Totals: VMAX VX8 scores 38, TURBOANT X7 Max scores 11.
Based on the scoring, the VMAX VX8 is our overall winner. As a daily riding partner, the VMAX VX8 simply feels more sorted: it pulls harder, rides calmer, shrugs off bad weather and carries itself with a premium solidity that makes every trip a little bit more satisfying. The TURBOANT X7 Max fights back bravely on price and practicality and absolutely earns its place in the value segment, but it never quite shakes the sense of being a clever compromise.
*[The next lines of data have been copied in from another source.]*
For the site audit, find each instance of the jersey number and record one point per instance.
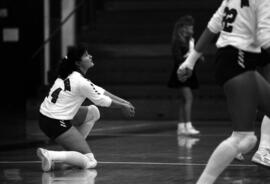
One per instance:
(228, 19)
(56, 92)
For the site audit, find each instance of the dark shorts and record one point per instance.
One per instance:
(53, 127)
(264, 59)
(231, 62)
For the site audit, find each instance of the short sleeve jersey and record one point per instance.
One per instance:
(244, 24)
(66, 96)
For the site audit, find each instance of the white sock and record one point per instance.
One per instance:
(265, 133)
(86, 128)
(219, 160)
(70, 157)
(189, 125)
(181, 125)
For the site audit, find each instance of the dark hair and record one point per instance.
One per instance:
(68, 63)
(186, 20)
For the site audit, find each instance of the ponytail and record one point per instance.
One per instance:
(66, 67)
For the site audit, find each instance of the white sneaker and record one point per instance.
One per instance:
(240, 157)
(262, 157)
(191, 130)
(181, 129)
(93, 161)
(46, 161)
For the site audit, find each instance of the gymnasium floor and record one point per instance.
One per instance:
(146, 157)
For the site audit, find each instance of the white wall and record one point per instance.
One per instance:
(68, 29)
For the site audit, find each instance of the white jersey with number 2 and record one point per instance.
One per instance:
(244, 24)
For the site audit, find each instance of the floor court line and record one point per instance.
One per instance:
(136, 163)
(157, 135)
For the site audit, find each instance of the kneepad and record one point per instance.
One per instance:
(247, 143)
(93, 113)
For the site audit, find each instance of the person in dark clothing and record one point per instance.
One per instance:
(182, 44)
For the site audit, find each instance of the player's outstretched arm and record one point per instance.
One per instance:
(127, 109)
(116, 98)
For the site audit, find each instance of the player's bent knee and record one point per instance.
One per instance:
(247, 143)
(93, 112)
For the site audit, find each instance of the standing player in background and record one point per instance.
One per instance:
(182, 44)
(64, 120)
(244, 27)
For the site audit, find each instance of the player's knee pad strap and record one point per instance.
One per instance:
(243, 141)
(93, 112)
(247, 143)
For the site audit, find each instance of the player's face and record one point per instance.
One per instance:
(86, 61)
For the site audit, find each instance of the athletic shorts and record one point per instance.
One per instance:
(231, 62)
(264, 60)
(53, 127)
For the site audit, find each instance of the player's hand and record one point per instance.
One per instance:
(128, 110)
(184, 71)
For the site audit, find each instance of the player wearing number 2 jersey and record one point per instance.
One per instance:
(244, 28)
(64, 120)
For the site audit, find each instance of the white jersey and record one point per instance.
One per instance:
(191, 47)
(244, 24)
(66, 97)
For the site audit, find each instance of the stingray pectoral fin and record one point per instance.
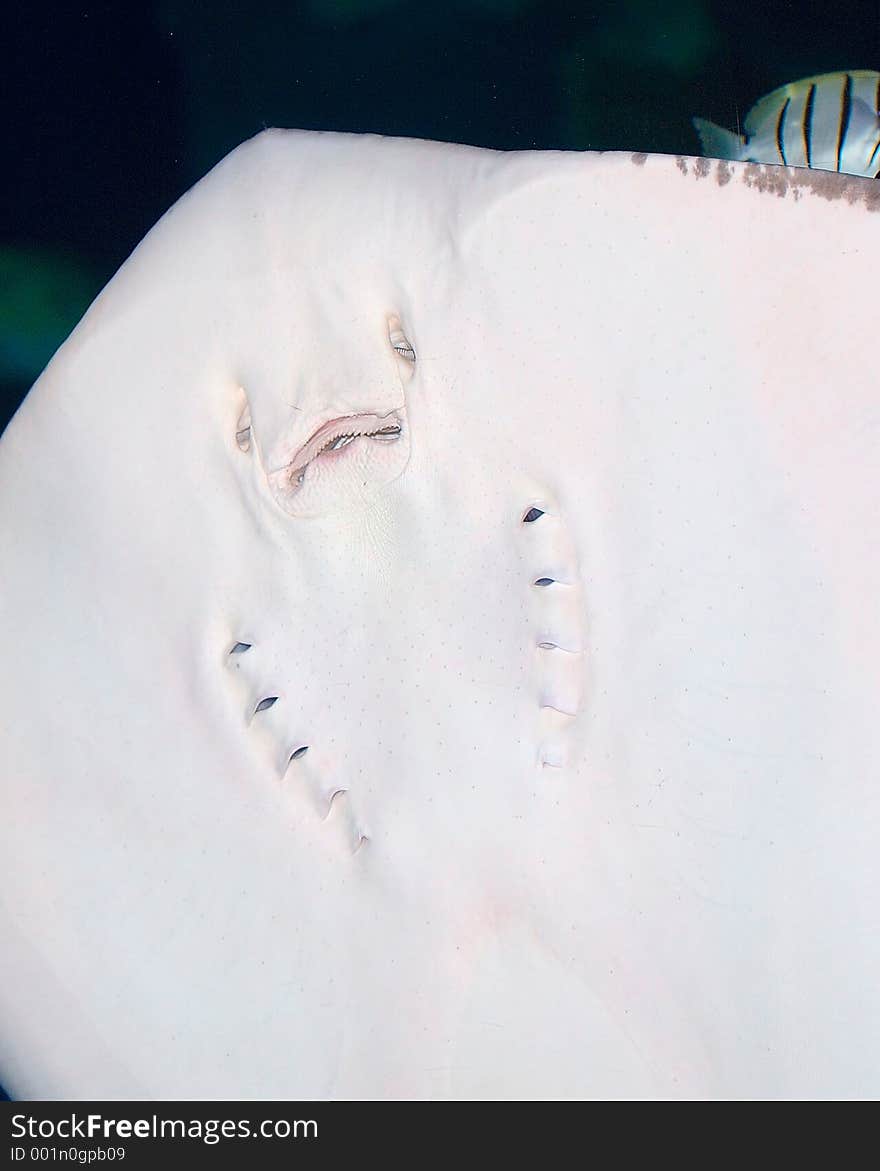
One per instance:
(717, 142)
If you can justify the investment, the VX8 is the scooter you grow into rather than grow out of; the X7 Max is the scooter that gets you moving cheaply, while quietly reminding you where corners were cut to hit that price.
That's our verdict when we try to stay objective – but hey, riding is mostly about emotions anyway, so pick the one that will make you look forward to your commute every single day.